Un torbellino de emociones invade la institución con el temor característico de cualquier niño que ingresa por primera vez a la escuela. ¿Cuatro, cinco años? Lo sabría si supiera contar, piensa. Mientras su madre la toma de la mano, casi la arrastra para que entre. La niña se siente preocupada y no duda en preguntar: “¿Por qué vengo aquí?”. Su madre, con calma, le responde: “No pienses en eso, solo hazlo”. Ella siente un vacío en esa respuesta, pero aun así sigue el camino y entra. Recuerda claramente lo que vio: imágenes vívidas de muchas personas de su misma estatura, casi todos de la misma edad. Niños y niñas que parecían tan iguales entre sí. En su inocencia, no conocía aún el significado del ego, pero para ella, era diferente. Ella siempre se sintió diferente.
Consumida por la ira de sentirse vacía, sin encontrar una razón para lo que estaba viviendo, se acerca a los demás niños, pequeñas ovejitas que caminan juntas, hilando pensamientos. Logra hacerles por primera vez una pregunta: “¿Saben por qué estamos aquí?”. Algunos, con un aire de arrogancia, la miran y responden: “No pienses mucho, solo obedece”. Ella vuelve a sentir ese vacío al escuchar esas palabras. Los primeros días fueron tortuosos, ya que no entendía qué estaba haciendo ahí y, más aún, no comprendía por qué su docente actuaba de manera tan extraña. Entonces, uno de esos días, cuando él intentaba hacer que una de las estudiantes se sentara sobre él, ella lo cuestionó: “¿Por qué necesitas hacer eso?”. El docente, con indiferencia, repitió: “No pienses mucho, solo lo hago por su bien”.

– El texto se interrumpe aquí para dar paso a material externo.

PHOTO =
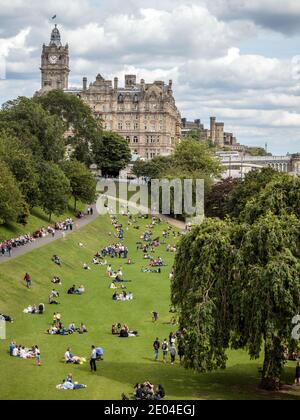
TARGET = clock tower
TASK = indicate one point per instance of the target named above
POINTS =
(55, 64)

En casa, preguntaba constantemente a sus padres. Siempre le había gustado averiguar el porqué de las cosas. Al principio, esto les resultaba interesante, pero como suele pasar con cualquier niño curioso, pronto comenzó a irritarlos. “¿Por qué tengo que ir a esa escuela? ¿Por qué me tienen que obligar? ¿Por qué siempre tengo que hacerles caso a ustedes? ¿Por qué sigo pensando en lo que pasa?”. Tantas preguntas la abrumaban, tantas dudas que no encontraban respuesta. Pero todo lo que escuchaba era: “No pienses mucho. No puedes simplemente divertirte”.
Un día, cuando preguntó a su padre con más insistencia que nunca, “¿Por qué mi maestro es tan molestoso?”, él, creyendo que se refería a que no le gustaba lo que le enseñaban, le respondió severamente: “Tienes que obedecer lo que te dice tu maestro. Entiende que todo lo que se hace es por tu bien”. Ella, aún más confundida, preguntó: “¿A qué te refieres con hacerlo por mi bien?”.
Él, cansado, solo le respondió: “¿Podrías dejar de pensar? No pienses tanto, simplemente guarda silencio por una vez”.
En la escuela, notó que uno de sus compañeros era llevado repetidamente por el maestro a un lugar apartado, al que nunca se le permitía entrar a ella. Esos momentos se alargaban, y mientras tanto, el resto de los niños se quedaba solo con tareas tediosas que, para ella, no tenían ningún sentido y parecían solo una pérdida de tiempo. Intrigada y con una sensación incómoda en el estómago, les preguntaba a los demás: “¿Qué creen que hace el maestro con nuestro compañero?” Pero todos, con rostros asustados y miradas esquivas, le susurraban: “Por favor, deja de pensar en eso. No le des vueltas. Seguramente no pasa nada”.
Pero esas respuestas solo alimentaban más su curiosidad. ¿Por qué todos preferían ignorarlo? ¿Por qué nadie se atrevía a cuestionar lo que ocurría? Algo dentro de ella le decía que esas preguntas no debían ser silenciadas.
Un día, harta y frustrada, agarró a uno de los niños y lo arrinconó en el patio. Ella era un poco más alta y fuerte que él, y con la mirada encendida por la ira, le espetó: “Tú, basta. Ayer te llevó. ¿Qué estaban haciendo?” El niño, visiblemente incómodo, trató de alejarse sin responder, evitando su mirada como si las palabras de ella quemaran. Pero ella no lo dejó ir. Insistió una y otra vez, cada vez más cerca, cada vez más firme: “¿Qué hacían? ¡Dime qué hacían!”